There were essentially two pragmatic reasons for this:
Pre-empting cross-examination. Such statements were drafted with great care to cover off issues which might be put to the witness in cross-examination. It was considered helpful to include relevant material to flag to the opponent that the matter had already been considered and was not worth raising because an answer was ready. It was also intended to give the witness confidence to focus on what the response should be.
Deploying argument. It was thought helpful to include points of argument which were not necessarily intended for the Court but rather to underline points being made for the opposition to persuade them to engage in a reasonable settlement.
Such aspects were never properly included in witness statements in any event but prior to the recent Practice Direction, there was a flexibility which could be quite useful. Now they are definitely not allowed but it may be forensically desirable to create a way in which they can be deployed.
In summary, there may well be tactical scope for preparing supplementary “argumentative statements” to be provided to the opposition as a separate exercise. Some might say that this could be equally effectively done in correspondence but it is often good to have flexible options for presentation.
Conclusion: a modest proposal for compliant witness statements
If the “undesirable” aspects are kept separate and either referred to as “contemporaneous documents” or used as extraneous tactical assets, then a witness statement for the purposes of proving things at trial may end up as a very unhelpful product of the law of unintended consequences.
What the rules now appear to expect is a perfectly balance piece of prose, in the witness’s own words, style and structure. It will provide a coherent account of the facts which it is hoped will find their way into the court’s judgment, based on one or several recorded interviews with an above-average lawyer who never asks leading questions and who has spent an inordinate of time and disproportionate costs in achieving full expected compliance.
Frankly, experience shows that most witnesses find it difficult to structure a simple relevant narrative based on one interview.

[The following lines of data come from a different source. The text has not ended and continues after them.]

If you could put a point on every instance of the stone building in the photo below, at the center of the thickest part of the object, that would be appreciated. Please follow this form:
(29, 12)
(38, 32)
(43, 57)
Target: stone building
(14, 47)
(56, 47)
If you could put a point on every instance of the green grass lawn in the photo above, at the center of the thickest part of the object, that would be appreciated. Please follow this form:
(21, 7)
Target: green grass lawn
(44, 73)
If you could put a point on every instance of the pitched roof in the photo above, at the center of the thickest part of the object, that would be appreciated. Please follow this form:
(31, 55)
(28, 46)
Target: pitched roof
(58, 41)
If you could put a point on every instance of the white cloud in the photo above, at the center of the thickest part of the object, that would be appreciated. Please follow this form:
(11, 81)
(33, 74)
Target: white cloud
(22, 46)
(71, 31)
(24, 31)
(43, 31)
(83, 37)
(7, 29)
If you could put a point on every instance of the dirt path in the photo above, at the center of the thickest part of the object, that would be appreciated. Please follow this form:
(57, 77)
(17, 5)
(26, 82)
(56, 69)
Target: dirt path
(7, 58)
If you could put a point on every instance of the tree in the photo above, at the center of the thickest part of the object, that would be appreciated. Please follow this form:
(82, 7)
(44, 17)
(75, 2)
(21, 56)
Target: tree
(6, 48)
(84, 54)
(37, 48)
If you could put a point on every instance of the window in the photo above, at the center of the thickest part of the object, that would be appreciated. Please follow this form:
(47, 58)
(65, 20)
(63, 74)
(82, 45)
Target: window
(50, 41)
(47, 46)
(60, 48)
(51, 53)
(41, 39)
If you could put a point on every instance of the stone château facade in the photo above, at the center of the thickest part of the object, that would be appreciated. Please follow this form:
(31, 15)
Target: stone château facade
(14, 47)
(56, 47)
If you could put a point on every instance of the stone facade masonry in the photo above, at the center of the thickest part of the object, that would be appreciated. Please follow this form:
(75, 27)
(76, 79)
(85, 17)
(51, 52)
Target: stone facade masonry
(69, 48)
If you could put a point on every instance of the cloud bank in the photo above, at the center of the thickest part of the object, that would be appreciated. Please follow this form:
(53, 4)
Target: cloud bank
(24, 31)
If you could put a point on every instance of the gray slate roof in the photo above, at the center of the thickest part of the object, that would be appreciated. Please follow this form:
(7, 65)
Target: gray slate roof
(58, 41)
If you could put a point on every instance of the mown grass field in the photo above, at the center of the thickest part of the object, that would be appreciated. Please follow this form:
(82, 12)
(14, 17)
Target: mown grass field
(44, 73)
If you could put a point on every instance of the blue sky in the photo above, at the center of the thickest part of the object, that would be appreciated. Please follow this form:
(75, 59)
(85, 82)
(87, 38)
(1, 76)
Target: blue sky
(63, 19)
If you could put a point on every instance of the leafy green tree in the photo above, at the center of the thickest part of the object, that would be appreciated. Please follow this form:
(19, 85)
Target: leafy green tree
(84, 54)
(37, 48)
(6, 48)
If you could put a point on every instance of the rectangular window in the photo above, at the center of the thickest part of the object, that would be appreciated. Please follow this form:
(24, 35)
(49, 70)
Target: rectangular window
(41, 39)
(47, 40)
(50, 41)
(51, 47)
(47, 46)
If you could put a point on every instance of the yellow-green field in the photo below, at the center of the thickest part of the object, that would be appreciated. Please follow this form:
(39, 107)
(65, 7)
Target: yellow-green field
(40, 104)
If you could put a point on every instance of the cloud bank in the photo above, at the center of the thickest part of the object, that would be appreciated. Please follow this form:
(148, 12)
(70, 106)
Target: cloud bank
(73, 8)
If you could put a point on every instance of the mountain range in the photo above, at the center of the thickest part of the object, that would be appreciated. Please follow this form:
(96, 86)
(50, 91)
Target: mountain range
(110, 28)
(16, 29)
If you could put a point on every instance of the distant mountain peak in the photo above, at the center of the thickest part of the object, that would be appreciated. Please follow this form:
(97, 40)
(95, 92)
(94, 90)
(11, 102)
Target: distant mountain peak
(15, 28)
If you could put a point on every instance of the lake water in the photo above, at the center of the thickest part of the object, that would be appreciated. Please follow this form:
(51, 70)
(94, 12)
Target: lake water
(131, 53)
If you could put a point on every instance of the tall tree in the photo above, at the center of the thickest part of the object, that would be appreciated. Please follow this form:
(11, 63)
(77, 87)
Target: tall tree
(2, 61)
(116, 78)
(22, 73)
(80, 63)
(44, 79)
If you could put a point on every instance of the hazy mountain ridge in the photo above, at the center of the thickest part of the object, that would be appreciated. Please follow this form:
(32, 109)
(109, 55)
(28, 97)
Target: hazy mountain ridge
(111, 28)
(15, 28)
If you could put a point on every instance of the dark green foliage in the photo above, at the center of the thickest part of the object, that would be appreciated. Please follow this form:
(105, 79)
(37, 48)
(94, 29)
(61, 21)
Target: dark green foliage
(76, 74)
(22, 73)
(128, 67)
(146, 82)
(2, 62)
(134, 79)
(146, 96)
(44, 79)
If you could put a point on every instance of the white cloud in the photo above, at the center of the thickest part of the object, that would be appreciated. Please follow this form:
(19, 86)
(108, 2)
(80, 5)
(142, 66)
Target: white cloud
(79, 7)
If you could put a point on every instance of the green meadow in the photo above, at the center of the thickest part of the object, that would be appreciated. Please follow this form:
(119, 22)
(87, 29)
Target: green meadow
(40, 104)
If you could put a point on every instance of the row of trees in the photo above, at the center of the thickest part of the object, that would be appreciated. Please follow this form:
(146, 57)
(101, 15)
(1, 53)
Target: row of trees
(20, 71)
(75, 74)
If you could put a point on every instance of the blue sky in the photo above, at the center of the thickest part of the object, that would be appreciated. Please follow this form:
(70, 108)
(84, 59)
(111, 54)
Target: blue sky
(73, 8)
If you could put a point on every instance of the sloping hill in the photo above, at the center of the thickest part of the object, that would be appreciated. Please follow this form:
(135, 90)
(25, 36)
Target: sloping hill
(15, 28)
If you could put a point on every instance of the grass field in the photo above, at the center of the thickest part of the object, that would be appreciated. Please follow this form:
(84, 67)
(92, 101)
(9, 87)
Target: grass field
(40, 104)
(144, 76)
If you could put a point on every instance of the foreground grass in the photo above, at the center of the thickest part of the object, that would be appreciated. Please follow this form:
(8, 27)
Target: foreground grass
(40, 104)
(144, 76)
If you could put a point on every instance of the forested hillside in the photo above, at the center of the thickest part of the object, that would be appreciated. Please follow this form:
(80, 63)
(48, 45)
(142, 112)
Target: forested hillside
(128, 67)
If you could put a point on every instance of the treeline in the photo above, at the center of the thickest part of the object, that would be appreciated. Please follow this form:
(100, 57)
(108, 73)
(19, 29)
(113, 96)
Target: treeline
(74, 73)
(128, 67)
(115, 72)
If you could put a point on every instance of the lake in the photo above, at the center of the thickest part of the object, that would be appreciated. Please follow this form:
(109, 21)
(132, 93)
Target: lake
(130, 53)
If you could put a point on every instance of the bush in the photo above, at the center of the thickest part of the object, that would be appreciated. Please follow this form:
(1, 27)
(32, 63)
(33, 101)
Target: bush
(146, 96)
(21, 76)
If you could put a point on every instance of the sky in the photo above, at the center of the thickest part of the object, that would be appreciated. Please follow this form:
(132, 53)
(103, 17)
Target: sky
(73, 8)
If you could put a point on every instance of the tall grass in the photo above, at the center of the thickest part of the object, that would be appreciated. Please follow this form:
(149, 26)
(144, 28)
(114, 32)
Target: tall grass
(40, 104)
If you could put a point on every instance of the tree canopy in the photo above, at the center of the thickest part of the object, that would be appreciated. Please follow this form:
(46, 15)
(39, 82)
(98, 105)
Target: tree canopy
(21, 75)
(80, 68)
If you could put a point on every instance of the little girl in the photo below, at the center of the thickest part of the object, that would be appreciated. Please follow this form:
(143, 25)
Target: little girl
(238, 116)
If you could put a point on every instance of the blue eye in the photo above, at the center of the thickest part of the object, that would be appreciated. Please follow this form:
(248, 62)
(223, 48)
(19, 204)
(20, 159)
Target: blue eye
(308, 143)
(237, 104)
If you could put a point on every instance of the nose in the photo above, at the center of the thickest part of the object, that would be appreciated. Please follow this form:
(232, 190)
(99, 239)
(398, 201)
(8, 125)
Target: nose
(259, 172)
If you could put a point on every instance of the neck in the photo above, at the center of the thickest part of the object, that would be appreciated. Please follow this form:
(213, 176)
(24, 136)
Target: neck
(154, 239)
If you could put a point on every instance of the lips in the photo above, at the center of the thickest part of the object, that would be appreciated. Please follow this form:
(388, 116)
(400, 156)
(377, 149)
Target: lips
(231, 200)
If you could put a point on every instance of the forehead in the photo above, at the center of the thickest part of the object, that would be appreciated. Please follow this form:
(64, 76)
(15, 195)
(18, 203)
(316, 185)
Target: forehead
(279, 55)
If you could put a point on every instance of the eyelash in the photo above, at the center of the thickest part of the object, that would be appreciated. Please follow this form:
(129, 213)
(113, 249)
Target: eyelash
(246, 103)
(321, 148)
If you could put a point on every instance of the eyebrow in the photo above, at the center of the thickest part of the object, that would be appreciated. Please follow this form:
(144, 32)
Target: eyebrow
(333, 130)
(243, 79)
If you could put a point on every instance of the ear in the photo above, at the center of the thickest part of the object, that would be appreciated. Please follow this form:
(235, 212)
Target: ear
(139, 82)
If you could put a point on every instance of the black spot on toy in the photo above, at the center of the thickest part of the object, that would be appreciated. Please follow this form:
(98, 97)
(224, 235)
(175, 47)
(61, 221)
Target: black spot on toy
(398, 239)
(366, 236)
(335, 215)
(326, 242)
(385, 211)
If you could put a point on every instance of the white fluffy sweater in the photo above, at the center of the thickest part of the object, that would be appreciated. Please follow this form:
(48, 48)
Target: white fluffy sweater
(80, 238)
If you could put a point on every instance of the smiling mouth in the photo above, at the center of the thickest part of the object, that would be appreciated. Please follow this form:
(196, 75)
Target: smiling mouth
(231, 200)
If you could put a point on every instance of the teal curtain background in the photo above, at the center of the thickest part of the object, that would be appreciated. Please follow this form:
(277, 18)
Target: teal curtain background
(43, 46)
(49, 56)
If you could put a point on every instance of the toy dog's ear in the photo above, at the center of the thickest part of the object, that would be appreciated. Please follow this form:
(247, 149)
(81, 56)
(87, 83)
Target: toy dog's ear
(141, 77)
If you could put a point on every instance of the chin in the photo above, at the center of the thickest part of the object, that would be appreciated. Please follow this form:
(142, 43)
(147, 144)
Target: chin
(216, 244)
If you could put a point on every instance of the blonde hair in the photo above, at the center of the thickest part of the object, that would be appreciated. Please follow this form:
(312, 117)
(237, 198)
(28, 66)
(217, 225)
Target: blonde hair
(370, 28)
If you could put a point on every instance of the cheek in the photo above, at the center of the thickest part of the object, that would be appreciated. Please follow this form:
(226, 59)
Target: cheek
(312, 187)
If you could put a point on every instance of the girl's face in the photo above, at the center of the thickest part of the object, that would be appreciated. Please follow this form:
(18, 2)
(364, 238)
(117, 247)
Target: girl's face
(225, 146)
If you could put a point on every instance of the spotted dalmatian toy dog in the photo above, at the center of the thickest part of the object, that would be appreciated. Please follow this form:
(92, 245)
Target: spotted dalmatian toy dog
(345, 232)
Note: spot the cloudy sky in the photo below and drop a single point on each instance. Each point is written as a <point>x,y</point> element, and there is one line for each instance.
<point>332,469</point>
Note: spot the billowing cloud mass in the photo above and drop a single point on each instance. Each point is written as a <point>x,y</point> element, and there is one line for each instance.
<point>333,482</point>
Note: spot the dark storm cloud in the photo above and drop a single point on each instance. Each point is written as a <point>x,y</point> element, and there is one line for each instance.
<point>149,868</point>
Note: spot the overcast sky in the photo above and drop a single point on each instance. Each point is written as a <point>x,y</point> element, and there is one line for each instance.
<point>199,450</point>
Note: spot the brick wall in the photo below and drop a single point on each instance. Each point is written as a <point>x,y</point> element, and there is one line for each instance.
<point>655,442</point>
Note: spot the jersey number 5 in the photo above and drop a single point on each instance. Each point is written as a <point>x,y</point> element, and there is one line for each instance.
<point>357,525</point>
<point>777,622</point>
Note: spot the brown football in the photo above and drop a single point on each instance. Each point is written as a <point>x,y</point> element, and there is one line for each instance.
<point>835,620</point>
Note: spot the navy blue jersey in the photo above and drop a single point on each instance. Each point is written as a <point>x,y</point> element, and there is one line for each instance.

They need considerable assistance in terms of presentation and structuring which goes well below what the Practice Direction now permits.
So, what might become a more pragmatic way forward is for a statement to comprise the very bare minimum of content which is (a) true and (b) necessary to prove the case.
No elaboration, no explanation, just assertion and bald summary: “X happened”.
Q: “How do you know it happened?”
A: “That’s dealt with in my supplemental documents”
It is possibly the least bad outcome. But ridiculous that we are forced to think this way.